I created a tool called git-tfs. I alluded to it the other day. I’ve been using it for about a month on a solo project, and a few other people are picking it up.

As of a few days ago, I released its source code. (I plan to move the ‘official’ mainline to my company’s fork, eventually.) As of today, there’s a pre-built binary that I’ve called v0.9.

To install, you first need git (e.g. msysgit). Download git-tfs and add the extracted directory to your path (or somewhere else that git can find it).

To use, you need to clone your TFS repository. Then you use git like normal, and occasionally fetch of shelve to synchronize with TFS. I’m pretty comfortable with fetching from TFS. I plan to add more ways to push data into TFS.

For cloning: git tfs clone http://tfs:8080 $/MyProject/MyDir my_git_clone

Clone is the same as init + fetch. git-tfs’s clone and init are happy to add itself to an existing git repository or to create a new one for you.

To shelve: git tfs shelve “Shelveset name”

I opted for shelving first for a few reasons. First of all, it’s pretty safe: there are no permanent changes made to the TFS repository. Also, it sidesteps a couple of tricky issues, including: work item association and source control policy validation on the TFS side; and history preservation vs. rewriting on the git side. I would like to have a way to replicate git commits back into TFS, but that’s not done yet.

First, a disclaimer: some of the things I describe in this post involve directly changing data in TFS’s databases. This isn’t usually recommended. Also, I was using TFS 2005. I’m not sure how much of this works on other versions.

A couple of weeks ago, while a coworker and I were deploying some new work item types, we created a field as an Integer that we realized needed to be a String. Changing the field’s type in the work item type definition results in the error “TF26038: Field type for My.Custom.Field does not match the existing type. It was Integer, but now is String.”

A quick look on google made it look like there wasn’t a good way to change the field type. I tried updating the Fields table in the database. This looked like it worked, but the actual fields on the work item type didn’t get updated, so we couldn’t only insert integer data. Non-integers failed with a strange error; for me, it said that the TFS server was offline. So the quick-fix in the database was obviously a bad fix.

So now the question was, how do we preserve the existing data in a new field?

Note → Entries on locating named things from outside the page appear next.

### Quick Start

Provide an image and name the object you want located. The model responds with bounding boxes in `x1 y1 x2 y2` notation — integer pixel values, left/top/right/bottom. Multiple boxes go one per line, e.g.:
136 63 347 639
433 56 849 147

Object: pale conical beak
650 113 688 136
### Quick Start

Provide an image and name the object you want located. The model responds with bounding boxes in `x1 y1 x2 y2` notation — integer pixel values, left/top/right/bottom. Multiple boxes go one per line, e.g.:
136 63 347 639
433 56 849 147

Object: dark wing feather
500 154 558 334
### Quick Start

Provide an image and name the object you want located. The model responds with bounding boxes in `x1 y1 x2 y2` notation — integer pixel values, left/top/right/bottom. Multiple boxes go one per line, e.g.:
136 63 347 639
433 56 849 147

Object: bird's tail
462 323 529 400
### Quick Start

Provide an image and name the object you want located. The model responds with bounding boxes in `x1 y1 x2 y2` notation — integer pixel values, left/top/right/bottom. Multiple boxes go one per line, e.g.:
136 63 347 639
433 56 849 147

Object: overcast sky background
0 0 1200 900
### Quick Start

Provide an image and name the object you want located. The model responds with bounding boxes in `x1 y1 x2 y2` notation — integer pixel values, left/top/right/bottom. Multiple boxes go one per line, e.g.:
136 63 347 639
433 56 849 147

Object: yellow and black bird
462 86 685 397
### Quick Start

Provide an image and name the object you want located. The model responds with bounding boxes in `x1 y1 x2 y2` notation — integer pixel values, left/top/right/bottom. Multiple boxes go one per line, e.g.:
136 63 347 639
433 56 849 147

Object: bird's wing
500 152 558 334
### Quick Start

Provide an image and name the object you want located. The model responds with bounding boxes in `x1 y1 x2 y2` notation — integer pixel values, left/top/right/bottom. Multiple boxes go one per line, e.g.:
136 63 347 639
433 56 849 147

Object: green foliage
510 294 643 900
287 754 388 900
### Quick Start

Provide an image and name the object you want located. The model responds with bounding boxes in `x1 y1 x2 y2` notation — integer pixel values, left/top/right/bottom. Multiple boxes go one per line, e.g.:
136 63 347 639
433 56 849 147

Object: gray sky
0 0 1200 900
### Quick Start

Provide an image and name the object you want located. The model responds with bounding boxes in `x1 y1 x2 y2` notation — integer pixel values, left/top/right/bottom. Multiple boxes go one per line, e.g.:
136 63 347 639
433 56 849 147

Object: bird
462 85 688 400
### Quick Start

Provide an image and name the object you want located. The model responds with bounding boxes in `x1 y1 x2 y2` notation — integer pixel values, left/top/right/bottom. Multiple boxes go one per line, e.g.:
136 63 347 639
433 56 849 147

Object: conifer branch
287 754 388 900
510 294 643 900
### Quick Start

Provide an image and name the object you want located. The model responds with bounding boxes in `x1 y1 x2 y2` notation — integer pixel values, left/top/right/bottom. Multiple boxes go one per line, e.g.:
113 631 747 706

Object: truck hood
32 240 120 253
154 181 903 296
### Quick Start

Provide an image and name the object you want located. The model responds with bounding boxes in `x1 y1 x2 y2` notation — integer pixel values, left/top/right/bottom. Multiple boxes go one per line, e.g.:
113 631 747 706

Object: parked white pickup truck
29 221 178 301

Step 1 was to create a new field. The first attempt used the same friendly name, but a different RefName. Team Foundation objected: “Error: Field name ‘Custom Field’ is used by the field ‘My.Custom.Field’, so it cannot be used by the field ‘My.Custom.Field2’. So now, I’m thinking about trying to change the type of the column in the database. Theoretically, SQL Server can do this. If I’d had some planned downtime, I would probably have gone this route. I wasn’t sure that changing the database column type would be the last time I had a problem, so I wanted to use TF’s tools to do most of the work.

Also, around this time, I (re)discovered the witfields tool.

Here’s what I did.

  1. Created a new field, My.Custom.Field.Temp, as a String, and added it to the work item type with witimport.
  2. Looked in the Fields database table for the FldId of the old and new fields. For example, the old field had FldId 10138 and the new one was 10146.
  3. In each of WorkItemsAre, WorkItemsWere, and WorkItemsLatest, I copied everything from Fld10138 to Fld10146.
  4. I used witimport to remove the old My.Custom.Field field from the work item type.
  5. I used witfields to delete the old field from the database.
  6. I updated the work item type with a new field, My.Custom.Field.
  7. I repeated steps 2 and 3 to get the data from the new field to the fixed old field.
  8. I used witimport to remove the temp field from the work item.
  9. I used witfields to remove the temp field from the database.

It looks like this worked, and each step was pretty quick, and I wasn’t too worried about being interrupted between steps. That said, I make no claim that this will work for you. If you decide to try this, definitely read up on the TFS commands you’re using, and quadruple-check the SQL updates you run.